HALIFAX -- Nova Scotia Premier Stephen McNeil says his government is willing to look at adjusting the grant that pays the salaries of six striking restorative justice case workers, but he says they need to go back to bargaining with their employer first.

The workers, who serve the Halifax area, are employed by the provincially funded Community Justice Society and have been on strike since July 30.

Following a cabinet meeting Thursday, McNeil said he wants to see a contract both sides are happy with.

"And then we would determine what we would be happy to adjust the grant with."

However, McNeil didn't expand on how that suggestion could work given the current impasse.

According to the Justice Department, the society gets about $650,000 annually to run the restorative justice program in Halifax. The total cost of grants that go to the seven organizations that deliver restorative justice services throughout the province is $2.2 million.

The small band of striking case workers, the only unionized group in the system, are seeking pay in line with that paid to provincial probation officers.

Caseworker Shila LeBlanc says the provincial Justice Department has to get involved now because it alone controls the funding structure.

"The employer actually did as much as they humanly could within the current funding to give us a better deal," said LeBlanc. "The fact that the Department of Justice is the one that is rolling out these new programs and not funding them, we couldn't accept it (the offer). We need the government to come through."

LeBlanc said there has been no word of more negotiations with the society, although the striking workers hope they can get back to talks.

The workers in the Halifax office say they handle more than 70 per cent of all cases in Nova Scotia and their caseloads have doubled since the province announced the expansion of the restorative justice program in 2016.

The expansion saw Nova Scotia become the first province in Canada to add adults to the system.

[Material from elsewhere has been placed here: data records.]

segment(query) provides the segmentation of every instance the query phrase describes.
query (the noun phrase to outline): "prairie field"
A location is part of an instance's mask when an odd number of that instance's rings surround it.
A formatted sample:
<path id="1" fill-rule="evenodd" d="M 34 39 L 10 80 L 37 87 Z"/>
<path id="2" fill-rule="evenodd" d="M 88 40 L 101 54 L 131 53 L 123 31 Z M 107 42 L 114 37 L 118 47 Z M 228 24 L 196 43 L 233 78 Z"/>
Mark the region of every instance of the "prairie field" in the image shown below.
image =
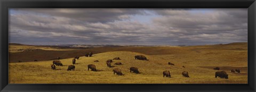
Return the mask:
<path id="1" fill-rule="evenodd" d="M 183 47 L 116 47 L 87 49 L 43 47 L 9 44 L 9 81 L 10 84 L 247 84 L 247 44 Z M 17 50 L 40 48 L 40 50 Z M 47 48 L 47 49 L 45 49 Z M 57 48 L 57 49 L 56 49 Z M 91 57 L 86 53 L 92 52 Z M 149 60 L 134 59 L 143 55 Z M 75 70 L 67 71 L 76 61 Z M 63 66 L 52 70 L 52 61 L 57 57 Z M 113 67 L 106 61 L 113 60 Z M 34 61 L 38 60 L 38 61 Z M 22 62 L 18 62 L 18 61 Z M 99 62 L 94 62 L 99 60 Z M 120 62 L 122 65 L 115 65 Z M 174 66 L 168 65 L 168 62 Z M 97 71 L 87 70 L 87 65 L 95 65 Z M 182 67 L 185 66 L 185 68 Z M 130 72 L 130 67 L 138 68 L 139 73 Z M 216 67 L 220 70 L 213 70 Z M 123 76 L 114 75 L 119 68 Z M 231 72 L 239 69 L 240 73 Z M 171 78 L 163 77 L 163 71 L 170 71 Z M 228 79 L 215 78 L 215 72 L 225 71 Z M 182 71 L 189 77 L 183 77 Z"/>

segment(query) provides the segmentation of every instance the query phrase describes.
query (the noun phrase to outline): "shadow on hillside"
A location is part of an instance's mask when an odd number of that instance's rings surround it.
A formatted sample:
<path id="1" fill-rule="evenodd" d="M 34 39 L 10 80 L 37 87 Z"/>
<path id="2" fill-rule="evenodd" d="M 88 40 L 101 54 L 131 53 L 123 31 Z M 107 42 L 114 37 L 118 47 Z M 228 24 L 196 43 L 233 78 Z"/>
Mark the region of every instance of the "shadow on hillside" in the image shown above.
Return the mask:
<path id="1" fill-rule="evenodd" d="M 78 65 L 78 64 L 81 64 L 81 63 L 81 63 L 81 62 L 79 62 L 79 63 L 75 63 L 75 65 Z"/>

The restorative justice program brings offenders, victims of crime, and communities together to resolve issues without incarceration. It requires offenders to take responsibility for their actions and holds them accountable to the community and their victims.

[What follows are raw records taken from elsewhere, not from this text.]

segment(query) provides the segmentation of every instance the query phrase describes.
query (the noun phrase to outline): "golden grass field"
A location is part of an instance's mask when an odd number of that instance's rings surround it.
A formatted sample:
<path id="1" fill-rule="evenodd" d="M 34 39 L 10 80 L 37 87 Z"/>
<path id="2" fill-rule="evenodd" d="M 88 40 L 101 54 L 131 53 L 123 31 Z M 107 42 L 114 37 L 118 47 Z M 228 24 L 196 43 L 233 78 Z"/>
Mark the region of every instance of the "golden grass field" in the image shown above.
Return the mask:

Jillian Smyth, a 23-year-old Dalhousie University student, lent her support to the strikers at a news conference at the provincial legislature on Thursday.

Smyth said she had been through restorative justice twice, as a 15-year-old and again as a 17-year-old.

She said her caseworker ultimately helped to turn her life around.

"She really stood up for me," Smyth said. "I really felt like I had the support of another very strong woman figure in my life to help me through those difficult times.